= Anton Hirschig =

Dutch painter

Antonius (Anton) Matthias Hirschig (18 February 1867, Naarden - 6 November 1939, Alkmaar), also known as Tony or Tom, was a Dutch artist who, as a young man, lodged with Vincent van Gogh at the Auberge Ravoux in Auvers-sur-Oise at the time of Van Gogh's death in 1890.

==Biography==
Antonius Matthias Hirschig was born on 18 February 1867 in Naarden, a town in the province of North Holland in the Netherlands. He was the son of Christianus Jacobus Johannes Hirsching and Anna Swart. His father was an Amsterdam trained physician in the Dutch Royal Navy and his grandfather Antonius Hirschig was a rector of the Latin academy in Alkmaar. Hirschig's paternal aunts Adriana Wilhelmina Hirschig and Jacoba Gysberta Hirschig married into the wealthy de Lange banking family of Alkmaar as did Hirschig's sister Anna in a consanguineous marriage to a son of Jacoba Gysberta. In addition Hirschig's brother Adrianus Jacobus Hirschig was a successful civil engineer (he built sea dykes) who became extremely wealthy in his own right (wealthy enough to own a considerable country house 'Postwyck' in Baambrugge).

Hirschig's own financial circumstances are not documented nor is a profession or occupation documented for him other than 'kunstschilder' (artist) in the Hirschig genealogy deposited in the de Lange archive in Alkmaar in 1958. However Hirschig may well have come into money from his mother Anna Swart. Her father Jacob Swart was a director of the noted Amsterdam chartmaking firm Van Keulen and carried on the business after the death of its last founding family member. The firm was liquidated in 1885. After Anna Swart's death, Anton Hirschig's father married her sister Catharina Swart.

Anton's other brother Jacob Hirschig was an artillery officer and he is listed as an 'amateurschilder' (amateur painter) in Pieter Scheen's monumental Lexicon Nederlandse Beeldende Kunstenaars 1750 - 1950. There was another sister Matthia Hirschig with whom Anton Hirschig is confused in the first (1969) edition of Scheen's lexicon.

There was a family connection with the Dutch painter Anton Mauve.
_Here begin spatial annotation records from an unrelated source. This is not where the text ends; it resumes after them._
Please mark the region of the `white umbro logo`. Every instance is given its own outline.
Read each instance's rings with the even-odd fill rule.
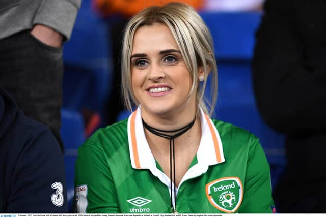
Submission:
[[[130,200],[128,200],[127,201],[129,203],[131,203],[132,205],[134,205],[135,206],[137,206],[139,207],[141,206],[143,206],[144,205],[146,205],[148,203],[152,202],[150,200],[147,200],[147,199],[143,198],[141,197],[135,197],[134,198],[130,199]]]

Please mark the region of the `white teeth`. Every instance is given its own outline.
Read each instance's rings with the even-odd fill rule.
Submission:
[[[168,91],[170,89],[169,87],[151,88],[149,89],[149,91],[150,92],[160,92]]]

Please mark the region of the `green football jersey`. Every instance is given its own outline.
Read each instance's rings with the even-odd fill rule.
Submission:
[[[269,166],[258,139],[200,112],[202,138],[176,188],[177,211],[271,213]],[[140,109],[78,148],[75,187],[78,213],[171,212],[170,180],[151,152]]]

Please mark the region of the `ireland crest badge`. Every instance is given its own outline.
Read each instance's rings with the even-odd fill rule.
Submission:
[[[224,212],[234,212],[242,200],[242,184],[237,177],[214,180],[206,185],[206,195],[209,202],[216,209]]]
His mother Elisabeth Margaretha Hirschig was a first cousin twice removed of Anton Hirschig. In addition, Mauve himself was married to Ariëtte (Jet) Sophia Jeannette Carbentus, a first cousin of Vincent van Gogh, and Mauve offered early encouragement and instruction to Van Gogh. It does seem likely therefore that Anton Hirschig's introduction to Van Gogh was facilitated by these family connections (however Theo van Gogh in his letter of 15 June 1890 to Vincent says that De Bock had introduced him).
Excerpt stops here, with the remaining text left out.